To identify all mutations of the coding regions, we used the most sensitive but also labor- and time-consuming methods of Sanger sequencing and MLPA analysis. However, excluding the causal role of PKHD1 intronic and promoter mutations or rearrangements in patients with or without a single heterozygous mutation is especially challenging by direct genetic tests. Therefore, we aimed to identify the causal mutations in all patients with a clinical diagnosis of ARPKD, and thus exclude the causal role of PKHD1 indirectly. We found all patients without PKHD1 mutations to carry causal mutations in second loci, by re-evaluation of the phenotype and targeted mutation screening, indicating that 22% of the initial clinical ARPKD diagnoses were false. We failed to identify in the third child with a heterozygous PKHD1 mutation a second locus mutation, even following clinical exome sequencing that also covered the promoter region of PMM2 [4]. This is in accordance with the phenotype which is strongly suggestive of PKHD1-associated ARPKD. Her case thus points on the difficulty in identifying some PKHD1 mutations even by the combined approach of sequencing and MLPA, and suggests a potential role of an intronic or a regulatory PKHD1 mutation.

The successful identification of second locus mutations in negative cases by direct genetic tests emphasizes the importance of their thorough re-phenotyping. The differential diagnosis of mild and moderate forms without extremely enlarged kidneys and respiratory failure can be challenging at diagnosis. Within this cohort, an infant-onset hypertension was highly suggestive of PKHD1-associated ARPKD.

In accordance with the literature, the phenotype of patients with PKHD1 mutations strongly correlated with the causal mutations; no patient survived the perinatal period with biallelic loss-of-function mutations [16, 37, 38]. Interestingly, a patient, compound heterozygous for a second and a last exon truncating mutation, p.Gly4013Alafs*24 (P14), presented with a moderate phenotype: she was diagnosed at the age of 5 months and had a normal GFR at the age of 9 years, indicating that the loss of the C-terminal 62 amino acids of fibrocystin does not cause complete loss of function.

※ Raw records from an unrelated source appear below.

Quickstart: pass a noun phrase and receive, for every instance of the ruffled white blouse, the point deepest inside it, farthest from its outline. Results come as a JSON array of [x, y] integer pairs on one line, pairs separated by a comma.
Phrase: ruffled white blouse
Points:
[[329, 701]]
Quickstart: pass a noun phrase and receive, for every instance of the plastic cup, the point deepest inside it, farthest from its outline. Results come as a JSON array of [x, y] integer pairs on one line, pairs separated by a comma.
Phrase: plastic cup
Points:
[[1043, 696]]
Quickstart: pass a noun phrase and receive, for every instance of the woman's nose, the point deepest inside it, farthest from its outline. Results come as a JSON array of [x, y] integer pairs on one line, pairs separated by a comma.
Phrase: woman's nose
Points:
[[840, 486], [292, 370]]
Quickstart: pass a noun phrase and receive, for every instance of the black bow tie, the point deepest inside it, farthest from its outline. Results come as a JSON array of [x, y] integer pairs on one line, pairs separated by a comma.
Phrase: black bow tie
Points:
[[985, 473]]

The intracellular C-terminal part of fibrocystin consists of 192 amino acids and is known to modulate the mTOR pathway [39]. It also contains the ciliary targeting sequence (p.3876_3893CLVCCWLKRSKSRKTKPE), that remains unaffected in the Gly4013Alafs*24 fibrocystin [40]. Along the same lines as the hypomorphic nature of this C-terminal truncation, mice lacking the last exon (exon 67), which encodes the nuclear localization signal and the polycystin 2 binding domain, develop a normal phenotype [41].

In conclusion, we found one quarter of the ARPKD cases to be phenocopies, caused by second locus mutations. Our data suggest that perinatal respiratory failure, a kidney length > + 4 SD and early-onset hypertension increase the likelihood of PKHD1-associated ARPKD. The phenotype of cases that are negative on PKHD1 sequencing should first be re-evaluated. We recommend screening for PKHD1 CNVs in patients with a heterozygous point mutation and in families with an unequivocal phenotype.